Facebook users now have something new to complain about. It’s their phone number! As a measure of security, Facebook asks its users to authenticate their account with their phone numbers, which is later associated with their profile. This means anyone can use their phone number to look up their Facebook profile. That’s not the worst part. Facebook doesn’t give you an option to opt-out of this step, and that’s what users are upset about.
Facebook’s No Opt-Out Phone Number Look Up Option
Why Is There no Opt Out Feature?
Perhaps the reason why Facebook doesn’t allow users to skip this step is because it’s profiting off of them. Facebook admitted last year that it was using users’ phone numbers to target them with ads. The two-factor authentication Facebook hassles its users to go through is yet another way to bombard them with targeted advertisements. Not only is it a marketing strategy by Facebook owners, but this option also enables internet users to look up a user profile based on the same phone number. This is an immediate violation of privacy and the reason why users are fed up with Facebook’s policies.
Zeynep Tufekci, security expert and academic tweeted saying: “Using security to further weaken privacy is a lousy move — especially since phone numbers can be hijacked to weaken security,” referring to SIM swapping. He also said that users can “no longer keep private the phone number that [they] provided only for security to Facebook.”
The commotion aroused after a tweet by Jeremy Burge surfaced, criticizing Facebook’s collection and use of phone numbers. According to Jeremy, “a phone number is a unique ID that is used to link your identity across every platform on the internet.” Check out the tweet below.
Facebook’s No Opt-Out Option
Although Facebook users can hide their phone number on their profile so no one can see it, there’s no way to hide it completely. There are different ways in which one can “look up” user profiles. According to a Facebook help article, this is possible “when someone uploads your contact info to Facebook from their mobile phone.”
At least Facebook restricted users from looking up other people’s profiles using someone’s phone number. Many criticized Facebook’s decision to turn phone numbers into “lookups,” as “unconscionable”. When a user gives Facebook a phone number for the two-factor, it “becomes targetable by an advertiser within a couple of weeks.”
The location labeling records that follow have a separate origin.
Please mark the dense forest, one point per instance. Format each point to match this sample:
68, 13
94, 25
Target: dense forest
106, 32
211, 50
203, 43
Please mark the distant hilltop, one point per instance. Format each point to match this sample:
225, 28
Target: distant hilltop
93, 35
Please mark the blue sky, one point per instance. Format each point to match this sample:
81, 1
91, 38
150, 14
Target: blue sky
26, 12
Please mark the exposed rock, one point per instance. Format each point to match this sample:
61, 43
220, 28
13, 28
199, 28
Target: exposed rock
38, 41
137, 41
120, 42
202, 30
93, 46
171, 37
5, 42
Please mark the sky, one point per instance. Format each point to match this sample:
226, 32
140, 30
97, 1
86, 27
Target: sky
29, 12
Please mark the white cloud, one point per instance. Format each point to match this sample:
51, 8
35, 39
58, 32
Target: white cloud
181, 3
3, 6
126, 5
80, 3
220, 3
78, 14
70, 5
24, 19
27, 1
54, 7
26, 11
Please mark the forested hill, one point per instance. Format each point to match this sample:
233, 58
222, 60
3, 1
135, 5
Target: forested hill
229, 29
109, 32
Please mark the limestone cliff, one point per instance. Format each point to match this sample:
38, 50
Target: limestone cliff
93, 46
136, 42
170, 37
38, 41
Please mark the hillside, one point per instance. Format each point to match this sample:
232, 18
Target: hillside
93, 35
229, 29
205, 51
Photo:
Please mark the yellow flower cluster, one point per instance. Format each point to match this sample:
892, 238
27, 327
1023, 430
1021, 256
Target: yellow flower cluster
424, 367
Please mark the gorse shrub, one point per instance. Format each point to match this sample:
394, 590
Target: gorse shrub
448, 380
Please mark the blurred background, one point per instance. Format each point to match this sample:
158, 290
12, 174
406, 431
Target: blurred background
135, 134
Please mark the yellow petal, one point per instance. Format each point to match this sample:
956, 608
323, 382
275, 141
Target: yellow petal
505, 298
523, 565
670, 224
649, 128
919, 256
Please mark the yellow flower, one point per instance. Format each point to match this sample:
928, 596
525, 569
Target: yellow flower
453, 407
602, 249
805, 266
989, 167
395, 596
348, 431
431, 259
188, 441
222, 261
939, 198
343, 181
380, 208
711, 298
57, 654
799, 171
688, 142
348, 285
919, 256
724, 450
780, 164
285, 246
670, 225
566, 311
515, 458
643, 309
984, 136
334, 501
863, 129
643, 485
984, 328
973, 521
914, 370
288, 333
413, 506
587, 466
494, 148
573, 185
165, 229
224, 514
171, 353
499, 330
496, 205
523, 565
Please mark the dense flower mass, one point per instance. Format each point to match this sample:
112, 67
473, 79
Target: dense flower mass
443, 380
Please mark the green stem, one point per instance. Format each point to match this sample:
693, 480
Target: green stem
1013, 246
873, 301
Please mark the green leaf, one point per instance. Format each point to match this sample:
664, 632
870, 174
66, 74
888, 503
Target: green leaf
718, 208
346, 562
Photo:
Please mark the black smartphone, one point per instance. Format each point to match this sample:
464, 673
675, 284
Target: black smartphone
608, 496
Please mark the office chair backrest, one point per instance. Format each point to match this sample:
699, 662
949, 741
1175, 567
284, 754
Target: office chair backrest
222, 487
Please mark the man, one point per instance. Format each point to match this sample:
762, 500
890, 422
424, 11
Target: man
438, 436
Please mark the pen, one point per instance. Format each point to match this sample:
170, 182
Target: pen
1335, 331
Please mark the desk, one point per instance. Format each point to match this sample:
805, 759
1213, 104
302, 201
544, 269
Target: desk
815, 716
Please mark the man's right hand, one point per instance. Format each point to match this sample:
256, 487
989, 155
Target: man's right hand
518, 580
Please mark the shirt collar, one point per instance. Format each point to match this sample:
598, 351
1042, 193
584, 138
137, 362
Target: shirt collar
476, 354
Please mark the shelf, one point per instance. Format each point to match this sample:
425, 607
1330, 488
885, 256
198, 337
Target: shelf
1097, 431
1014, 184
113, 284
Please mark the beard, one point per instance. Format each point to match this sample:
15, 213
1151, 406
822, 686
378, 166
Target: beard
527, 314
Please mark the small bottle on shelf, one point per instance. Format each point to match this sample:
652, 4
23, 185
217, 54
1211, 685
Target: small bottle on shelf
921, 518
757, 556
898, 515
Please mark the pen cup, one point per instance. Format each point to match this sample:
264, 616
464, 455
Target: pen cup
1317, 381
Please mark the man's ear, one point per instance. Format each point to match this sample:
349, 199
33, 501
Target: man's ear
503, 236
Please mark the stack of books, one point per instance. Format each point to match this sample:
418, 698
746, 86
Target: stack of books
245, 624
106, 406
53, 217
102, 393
Violation of Privacy with Phone Numbers
If a user doesn’t like the two-factor authentication, he/she can set it up without using a phone number. This hasn’t been obligatory for additional login security since May 2018. However, there are cases of Facebook collecting users’ phone numbers whether the users allowed it or not.
In 2017, A Telegraph reporter expressed her frustration about Facebook finding and making use of her phone number. She said, “not given Facebook my number, was unaware that it had found it from other sources, and did not know it could be used to look me up.”
Facebook spokesperson Jay Nancarrow claimed that the settings “are not new,” and that “the setting applies to any phone numbers you added to your profile and isn’t specific to any feature.” Facebook responded to these concerns saying: “We appreciate the feedback we’ve received about these settings and will take it into account.”
Security experts suggest that privacy-conscious users switch their “look up” settings to “Friends”. This will help them avoid privacy-related issues. Facebook refused to comment on whether or not will allow users to users to opt-out of the setting. The company also explained that the reason behind having “everyone” by default is to make finding people you know easier.
Facebook’s Whatsapp also uses your phone number as the main way to create your account. Although Facebook has long had a strategy to integrate the two services, it ran into minor setbacks along the way. As long as you know how to make use of Whatsapp’s encryption, the dilemma of privacy and security is no longer a concern.